Se o Congresso não conseguir regulamentar com sucesso as redes sociais, será um desafio agir rapidamente para lidar com as preocupações sobre o que Swisher chama de "corrida armamentista" da inteligência artificial.

As comparações entre as regulamentações de inteligência artificial e as redes sociais também não são apenas acadêmicas. A nova tecnologia de IA pode navegar pelas águas já turbulentas de plataformas como Facebook, YouTube e Twitter e transformá-las em um mar revolto de desinformação, à medida que se torna cada vez mais difícil distinguir postagens de seres humanos reais de contas falsas — mas totalmente convincentes — geradas por IA.

Mesmo se o governo for bem-sucedido na aprovação de novas regulamentações para as redes sociais, elas podem acabar sendo inúteis se houver um imenso fluxo de conteúdo pernicioso gerado por inteligência artificial.
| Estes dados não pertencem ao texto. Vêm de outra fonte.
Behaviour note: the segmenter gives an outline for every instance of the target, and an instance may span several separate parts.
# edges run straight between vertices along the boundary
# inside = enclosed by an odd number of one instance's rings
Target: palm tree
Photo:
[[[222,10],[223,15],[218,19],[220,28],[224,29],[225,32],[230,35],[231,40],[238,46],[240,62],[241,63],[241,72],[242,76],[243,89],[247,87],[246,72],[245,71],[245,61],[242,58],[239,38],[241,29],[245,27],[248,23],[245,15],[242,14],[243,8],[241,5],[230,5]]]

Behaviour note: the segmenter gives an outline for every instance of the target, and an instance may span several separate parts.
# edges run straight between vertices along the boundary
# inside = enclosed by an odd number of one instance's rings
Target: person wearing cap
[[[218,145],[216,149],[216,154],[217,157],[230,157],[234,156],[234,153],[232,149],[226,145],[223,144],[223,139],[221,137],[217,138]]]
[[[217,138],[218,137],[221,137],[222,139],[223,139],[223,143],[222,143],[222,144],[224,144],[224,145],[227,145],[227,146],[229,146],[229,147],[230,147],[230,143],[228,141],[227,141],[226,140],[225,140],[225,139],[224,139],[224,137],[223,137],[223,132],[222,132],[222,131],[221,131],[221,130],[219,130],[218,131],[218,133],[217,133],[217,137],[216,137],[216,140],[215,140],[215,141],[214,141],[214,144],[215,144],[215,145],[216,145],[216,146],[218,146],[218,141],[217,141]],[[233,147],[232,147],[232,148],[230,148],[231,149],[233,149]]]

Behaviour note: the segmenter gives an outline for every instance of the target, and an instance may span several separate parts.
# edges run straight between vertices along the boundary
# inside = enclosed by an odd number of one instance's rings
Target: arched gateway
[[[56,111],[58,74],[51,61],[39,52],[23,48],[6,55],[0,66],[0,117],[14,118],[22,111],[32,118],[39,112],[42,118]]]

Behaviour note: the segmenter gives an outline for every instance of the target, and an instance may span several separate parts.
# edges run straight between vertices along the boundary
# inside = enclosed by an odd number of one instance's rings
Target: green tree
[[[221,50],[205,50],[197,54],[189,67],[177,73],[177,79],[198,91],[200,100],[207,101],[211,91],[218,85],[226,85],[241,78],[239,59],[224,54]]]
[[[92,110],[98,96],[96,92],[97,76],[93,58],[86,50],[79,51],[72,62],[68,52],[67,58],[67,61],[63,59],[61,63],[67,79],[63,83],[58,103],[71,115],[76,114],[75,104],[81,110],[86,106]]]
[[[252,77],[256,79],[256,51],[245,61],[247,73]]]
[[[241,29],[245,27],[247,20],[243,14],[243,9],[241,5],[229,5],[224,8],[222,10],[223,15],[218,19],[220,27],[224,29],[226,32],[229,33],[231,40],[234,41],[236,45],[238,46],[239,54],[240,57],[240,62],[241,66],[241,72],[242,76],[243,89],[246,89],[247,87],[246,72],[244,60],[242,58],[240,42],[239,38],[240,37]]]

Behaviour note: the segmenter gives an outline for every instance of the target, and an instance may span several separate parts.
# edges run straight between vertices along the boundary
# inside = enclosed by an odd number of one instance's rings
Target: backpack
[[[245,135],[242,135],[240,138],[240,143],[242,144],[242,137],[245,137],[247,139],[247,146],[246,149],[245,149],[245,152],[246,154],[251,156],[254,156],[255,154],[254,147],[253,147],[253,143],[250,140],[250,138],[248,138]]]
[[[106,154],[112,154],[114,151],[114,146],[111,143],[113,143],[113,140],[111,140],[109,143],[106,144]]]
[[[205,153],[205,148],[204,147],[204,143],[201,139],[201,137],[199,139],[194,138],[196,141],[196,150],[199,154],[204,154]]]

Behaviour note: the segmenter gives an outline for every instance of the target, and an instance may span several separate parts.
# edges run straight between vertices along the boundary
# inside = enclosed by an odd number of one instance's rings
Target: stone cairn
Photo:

Entre as incontáveis sessões da conferência South by Southwest, houve uma intitulada "Como o Congresso [americano] está construindo a política de IA a partir do zero". Depois de cerca de 15 minutos de espera, os organizadores informaram ao público que o painel havia sido cancelado porque os palestrantes haviam se deslocado para o lugar errado.

Para quem estava na conferência e esperava mostras de competência entre os humanos no governo, o episódio não foi nada encorajador.